Former Prime Minister of Trinidad and Tobago, Kamla Persad-Bissessar, is calling for greater dialogue in the current impasse between Jamaica and the Twin Republic, over reports of Jamaicans being denied entry into the country. Speaking briefly during an event in Lauderhill last Thursday, opposition leader Persad-Bissessar says maintaining CARICOM unity is critical.
“We are not just Jamaican and Trinbagonian, we are CARICOM nationals,” said Persad-Bissessar. “We have a greater duty of care on the part of each of our states, and to ensure that we give that CARICOM status. We are like family.”
Persad-Bissessar, however, defended Trinidadian’s rights to enforce its own regulations within CARICOM laws.
“This conversation should be one of dialogue and negotiations.” said Persad-Bissessar. “It is a two way street, and every country has its sovereign borders and its sovereignty, therefore from those who are entering our country, as they enter any other country, there must be an understanding that there is certain conditions that need to be met.”
This follows recent news reports of Jamaican citizens being denied entry into Trinidad and Tobago. Denial of entry would technically defy the traveling rights specified under the CARICOM Single Market (CSME), which guaranteed the all qualified CARICOM national can live and work in any CARICOM state that participates in the Free Movement regime without the need for a work permit.

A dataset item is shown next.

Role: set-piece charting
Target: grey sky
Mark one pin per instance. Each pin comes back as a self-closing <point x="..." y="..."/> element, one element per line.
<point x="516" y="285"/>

|However, the Trinidadian Ministry of Foreign Affairs says the Jamaicans in question were denied entry based on Section 8 (1) (h) of the Immigration Act, which allows the country to deny entry to any persons deemed likely to become charges on public funds.|
In response, President of the Private Sector Organization of Jamaica (PSOJ) William Mahfood called for a boycott on Trinidadian goods until Trinidad honors its obligations under the CSME, while some opposition legislators called for the situation to be brought before the Caribbean Court of Justice. With a bilateral meeting held last week between Jamaican and Trinidad and Tobago, both governments say they will continue to meet until a resolution is found on both ends.